La cugina Lola che da parecchi mesi lo seguiva passo passo in questo tormentato cammino di rientro mi ha dato testimonianza di questo umano quanto possibile dolce accompagnamento nel processo del morire. "Adesso fatemi dormire" ha chiesto ai medici. Un abbraccio a Elia, la mamma.  Perché, cari amici, quello che fa veramente paura non è la morte, ma il processo del morire. Su questo punto dobbiamo pretendere sempre di più dal servizio sanitario.  Come Ennio ha potuto ringraziare i medici di Milano, così io credo che Peppino Englaro avrebbe diritto di ringraziare i medici della Lomardia.

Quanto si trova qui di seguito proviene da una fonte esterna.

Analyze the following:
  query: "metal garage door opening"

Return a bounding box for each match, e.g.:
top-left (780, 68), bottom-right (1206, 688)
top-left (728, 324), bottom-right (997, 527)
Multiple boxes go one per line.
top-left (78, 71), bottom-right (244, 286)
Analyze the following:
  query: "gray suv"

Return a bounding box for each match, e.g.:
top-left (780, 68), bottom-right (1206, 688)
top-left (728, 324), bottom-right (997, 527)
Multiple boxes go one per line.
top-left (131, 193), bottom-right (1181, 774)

E invece non è così. Ma il fatto che i mass media siano costretti a parlarne è segno di speranza.




Chi ha letto quanto sopra ha diritto, come uno zuccherino in qualche modo consolatorio, a questo augurio che io accompagno all'immagine dolce e buona di Ennio, al suo sorriso arguto, al suo spirito libero.  E' come se lo sentissi recitare questa poesia, per me, per noi che rimaniamo. Perché, Ennio caro, il tuo non è un cenere muto.




Ti auguro tempo



Non ti auguro un dono qualsiasi,

ti auguro soltanto quello che i più non hanno.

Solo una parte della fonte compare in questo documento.